Former Iowa Gov. Tom Vilsack on Monday said he didn’t think Joseph R. Biden’s skipping a trip to Iowa over the weekend is going to hurt him and that the vice president already has connections in the state that other Democratic contenders might not have built up yet.

“I think Vice President Biden now has the stage pretty much to himself on Tuesday and Wednesday, and especially the opportunity for him to sort of counter-balance the president’s visit to Iowa puts him in a position where it reinforces the notion that he’s the best candidate, at least in his view and his campaign’s view, to take on President Trump,” Mr. Vilsack said on CNN.

The president is scheduled to be in Iowa on Tuesday, which overlaps with Mr. Biden’s trip to the state this week.

“So I don’t think it was necessarily a mistake on the part of the Biden campaign or an unfortunate circumstance,” said Mr. Vilsack, who served as President Barack Obama’s agriculture secretary. “I think the reality is he may have benefited by not being on the stage.”

Nineteen candidates seeking the 2020 Democratic presidential nomination delivered rapid-fire pitches at a Democratic party event on Sunday in Cedar Rapids. But Mr. Biden, who has been keeping a comparatively light public campaigning schedule, instead opted to attend his granddaughter’s high school graduation over the weekend.
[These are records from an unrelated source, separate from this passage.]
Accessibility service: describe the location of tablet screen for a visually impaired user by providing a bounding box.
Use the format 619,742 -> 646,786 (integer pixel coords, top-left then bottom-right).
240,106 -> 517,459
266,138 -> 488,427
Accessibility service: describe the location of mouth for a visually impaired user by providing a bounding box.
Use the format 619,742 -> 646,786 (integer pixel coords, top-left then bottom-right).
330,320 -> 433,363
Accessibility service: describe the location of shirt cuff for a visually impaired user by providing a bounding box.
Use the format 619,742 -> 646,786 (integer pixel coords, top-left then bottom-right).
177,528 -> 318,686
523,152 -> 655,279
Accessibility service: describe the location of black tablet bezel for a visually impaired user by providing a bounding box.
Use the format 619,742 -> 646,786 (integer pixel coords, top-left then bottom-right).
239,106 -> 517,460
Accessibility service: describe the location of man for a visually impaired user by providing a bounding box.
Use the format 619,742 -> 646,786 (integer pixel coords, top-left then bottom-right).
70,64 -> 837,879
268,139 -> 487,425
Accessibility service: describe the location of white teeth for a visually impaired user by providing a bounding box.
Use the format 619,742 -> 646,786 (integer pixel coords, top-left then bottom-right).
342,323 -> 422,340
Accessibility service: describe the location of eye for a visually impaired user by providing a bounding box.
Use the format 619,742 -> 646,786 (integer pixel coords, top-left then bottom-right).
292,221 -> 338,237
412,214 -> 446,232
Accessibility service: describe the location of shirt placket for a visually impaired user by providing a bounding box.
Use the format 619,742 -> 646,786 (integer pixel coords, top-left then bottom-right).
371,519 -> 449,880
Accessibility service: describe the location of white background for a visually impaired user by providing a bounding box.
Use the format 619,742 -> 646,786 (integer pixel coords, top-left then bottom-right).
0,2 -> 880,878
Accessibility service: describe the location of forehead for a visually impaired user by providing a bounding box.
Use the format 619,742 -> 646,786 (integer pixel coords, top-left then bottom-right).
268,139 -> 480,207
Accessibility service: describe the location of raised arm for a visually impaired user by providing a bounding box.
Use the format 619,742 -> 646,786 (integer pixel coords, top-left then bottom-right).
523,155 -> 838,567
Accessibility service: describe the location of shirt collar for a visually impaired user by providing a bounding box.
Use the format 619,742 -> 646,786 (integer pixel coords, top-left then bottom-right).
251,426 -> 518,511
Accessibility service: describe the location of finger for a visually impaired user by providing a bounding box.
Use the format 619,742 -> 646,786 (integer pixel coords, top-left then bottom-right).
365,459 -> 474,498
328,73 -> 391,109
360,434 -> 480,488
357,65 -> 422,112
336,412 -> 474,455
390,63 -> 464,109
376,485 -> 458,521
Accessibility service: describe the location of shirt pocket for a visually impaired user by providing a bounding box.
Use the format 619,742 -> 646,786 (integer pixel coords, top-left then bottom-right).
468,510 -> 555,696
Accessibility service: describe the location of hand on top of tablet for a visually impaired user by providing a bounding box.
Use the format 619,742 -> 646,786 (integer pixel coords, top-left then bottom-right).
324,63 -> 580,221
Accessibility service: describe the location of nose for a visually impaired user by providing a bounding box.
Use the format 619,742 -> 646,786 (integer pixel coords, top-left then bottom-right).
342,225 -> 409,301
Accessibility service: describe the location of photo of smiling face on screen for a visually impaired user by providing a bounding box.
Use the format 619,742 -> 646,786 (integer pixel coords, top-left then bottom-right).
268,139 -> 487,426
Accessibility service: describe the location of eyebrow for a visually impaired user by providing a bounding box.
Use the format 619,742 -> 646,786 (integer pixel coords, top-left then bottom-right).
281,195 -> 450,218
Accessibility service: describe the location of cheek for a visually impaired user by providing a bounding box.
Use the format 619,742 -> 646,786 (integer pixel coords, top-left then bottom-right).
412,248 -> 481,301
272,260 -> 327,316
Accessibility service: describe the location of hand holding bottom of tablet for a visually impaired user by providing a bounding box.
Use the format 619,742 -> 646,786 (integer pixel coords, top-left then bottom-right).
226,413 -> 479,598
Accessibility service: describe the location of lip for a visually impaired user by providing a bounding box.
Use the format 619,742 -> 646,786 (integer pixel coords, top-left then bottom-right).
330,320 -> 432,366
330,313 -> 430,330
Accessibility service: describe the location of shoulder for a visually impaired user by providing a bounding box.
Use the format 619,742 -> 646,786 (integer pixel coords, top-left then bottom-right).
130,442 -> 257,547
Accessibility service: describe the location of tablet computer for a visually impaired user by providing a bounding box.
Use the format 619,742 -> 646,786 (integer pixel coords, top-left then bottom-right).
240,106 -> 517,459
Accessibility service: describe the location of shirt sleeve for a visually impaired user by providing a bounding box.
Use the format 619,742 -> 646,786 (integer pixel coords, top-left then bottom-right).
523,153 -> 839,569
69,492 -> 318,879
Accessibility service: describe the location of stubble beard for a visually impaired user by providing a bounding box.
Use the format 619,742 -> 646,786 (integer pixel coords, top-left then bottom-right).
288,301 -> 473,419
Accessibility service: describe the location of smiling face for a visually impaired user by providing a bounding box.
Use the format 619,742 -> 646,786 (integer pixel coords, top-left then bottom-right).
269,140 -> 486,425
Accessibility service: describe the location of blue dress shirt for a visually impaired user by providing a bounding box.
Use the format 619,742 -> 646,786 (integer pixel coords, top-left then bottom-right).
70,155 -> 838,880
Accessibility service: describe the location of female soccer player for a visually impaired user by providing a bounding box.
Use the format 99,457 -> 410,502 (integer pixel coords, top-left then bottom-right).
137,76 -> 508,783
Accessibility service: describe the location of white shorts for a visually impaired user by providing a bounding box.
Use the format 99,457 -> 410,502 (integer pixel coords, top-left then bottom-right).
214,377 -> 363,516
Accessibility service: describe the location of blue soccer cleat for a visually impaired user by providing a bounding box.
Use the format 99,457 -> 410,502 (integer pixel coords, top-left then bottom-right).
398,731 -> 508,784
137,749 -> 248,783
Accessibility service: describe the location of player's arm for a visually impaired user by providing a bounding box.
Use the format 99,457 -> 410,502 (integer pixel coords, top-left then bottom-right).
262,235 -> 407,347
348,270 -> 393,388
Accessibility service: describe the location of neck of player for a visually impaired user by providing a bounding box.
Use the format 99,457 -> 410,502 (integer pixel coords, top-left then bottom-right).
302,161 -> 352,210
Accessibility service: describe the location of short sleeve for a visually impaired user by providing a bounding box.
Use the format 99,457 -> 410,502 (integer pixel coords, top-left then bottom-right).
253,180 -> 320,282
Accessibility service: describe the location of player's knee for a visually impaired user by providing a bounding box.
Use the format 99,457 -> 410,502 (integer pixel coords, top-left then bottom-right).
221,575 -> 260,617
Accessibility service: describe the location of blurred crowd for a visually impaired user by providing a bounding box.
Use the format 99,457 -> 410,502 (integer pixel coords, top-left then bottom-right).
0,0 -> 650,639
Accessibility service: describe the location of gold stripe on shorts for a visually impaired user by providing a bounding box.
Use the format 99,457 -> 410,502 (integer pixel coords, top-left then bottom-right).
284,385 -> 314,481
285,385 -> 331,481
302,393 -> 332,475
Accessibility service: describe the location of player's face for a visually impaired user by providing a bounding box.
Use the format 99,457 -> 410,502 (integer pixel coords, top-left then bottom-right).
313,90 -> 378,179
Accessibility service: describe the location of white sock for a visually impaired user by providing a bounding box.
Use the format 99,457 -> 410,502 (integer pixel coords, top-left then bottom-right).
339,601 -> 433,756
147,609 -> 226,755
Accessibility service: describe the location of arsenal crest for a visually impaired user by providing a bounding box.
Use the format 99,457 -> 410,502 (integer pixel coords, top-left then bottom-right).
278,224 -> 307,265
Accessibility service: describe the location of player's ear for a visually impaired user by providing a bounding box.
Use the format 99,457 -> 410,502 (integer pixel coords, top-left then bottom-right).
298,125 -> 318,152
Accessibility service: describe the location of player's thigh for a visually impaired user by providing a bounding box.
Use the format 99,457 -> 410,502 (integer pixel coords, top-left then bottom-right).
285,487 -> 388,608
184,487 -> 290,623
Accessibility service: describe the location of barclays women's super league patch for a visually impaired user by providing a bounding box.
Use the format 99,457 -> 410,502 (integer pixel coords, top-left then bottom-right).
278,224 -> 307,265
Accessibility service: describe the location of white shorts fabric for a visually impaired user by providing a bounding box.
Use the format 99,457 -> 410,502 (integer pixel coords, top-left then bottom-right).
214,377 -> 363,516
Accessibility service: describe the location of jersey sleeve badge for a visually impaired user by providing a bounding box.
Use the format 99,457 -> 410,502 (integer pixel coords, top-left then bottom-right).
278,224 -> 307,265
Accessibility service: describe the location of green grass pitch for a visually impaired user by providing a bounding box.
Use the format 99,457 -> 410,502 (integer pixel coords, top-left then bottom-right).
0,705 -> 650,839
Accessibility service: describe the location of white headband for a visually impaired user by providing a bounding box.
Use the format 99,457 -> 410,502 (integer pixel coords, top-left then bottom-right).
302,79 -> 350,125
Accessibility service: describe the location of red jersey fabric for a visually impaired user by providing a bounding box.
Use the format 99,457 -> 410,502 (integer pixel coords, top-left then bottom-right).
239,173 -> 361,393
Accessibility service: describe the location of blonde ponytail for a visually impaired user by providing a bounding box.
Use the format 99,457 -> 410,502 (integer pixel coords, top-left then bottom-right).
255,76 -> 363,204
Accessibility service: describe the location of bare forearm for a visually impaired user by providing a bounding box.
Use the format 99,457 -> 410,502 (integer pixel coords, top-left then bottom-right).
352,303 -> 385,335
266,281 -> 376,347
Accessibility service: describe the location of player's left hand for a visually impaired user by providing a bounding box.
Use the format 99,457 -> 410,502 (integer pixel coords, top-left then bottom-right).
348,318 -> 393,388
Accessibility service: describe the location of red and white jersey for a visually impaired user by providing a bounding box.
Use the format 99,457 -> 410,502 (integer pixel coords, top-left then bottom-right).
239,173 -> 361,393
Mr. Vilsack did say Iowans are going to expect Mr. Biden to work for the nomination, but that the former vice president is in a different position than most candidates who might be introducing themselves to the states’ residents for the first time.

“You have to be there. You have to spend time,” the former governor said. “You have to basically create the connection, but the reality is the vice president’s been connected to our state for a number of years and he has a lot of deep relationships with people. So in that sense, he’s a little bit different than the other candidates who are coming for the first time to the state.”

Mr. Vilsack said Sen. Bernard Sanders, who nearly won Iowa in 2016, also has the same kind of contact with the state.

“At the end of the day, the vice president has got to lay out his vision for the country and Iowans are going to decide whether that’s compelling, and they’re also going to decide who in all of these 23 candidates is the best person to take on President Trump, because that I think, is the central issue. People want to make sure that Democrats win this election,” he said.

Mr. Biden led the Democratic field with support from 24 percent of likely Democratic caucus-goers, according to a CNN/Des Moines Register poll released over the weekend. Mr. Sanders of Vermont was in second place at 16 percent.

Sen. Elizabeth Warren of Massachusetts was close behind, at 15 percent, and South Bend, Indiana, Mayor Pete Buttigieg was next at 14 percent.

To Mr. Vilsack’s point, roughly two-thirds of respondents said it’s more important that the Iowa winner have a strong chance of beating Mr. Trump, compared to about one-third who said it’s more important that the winner share their position on major issues.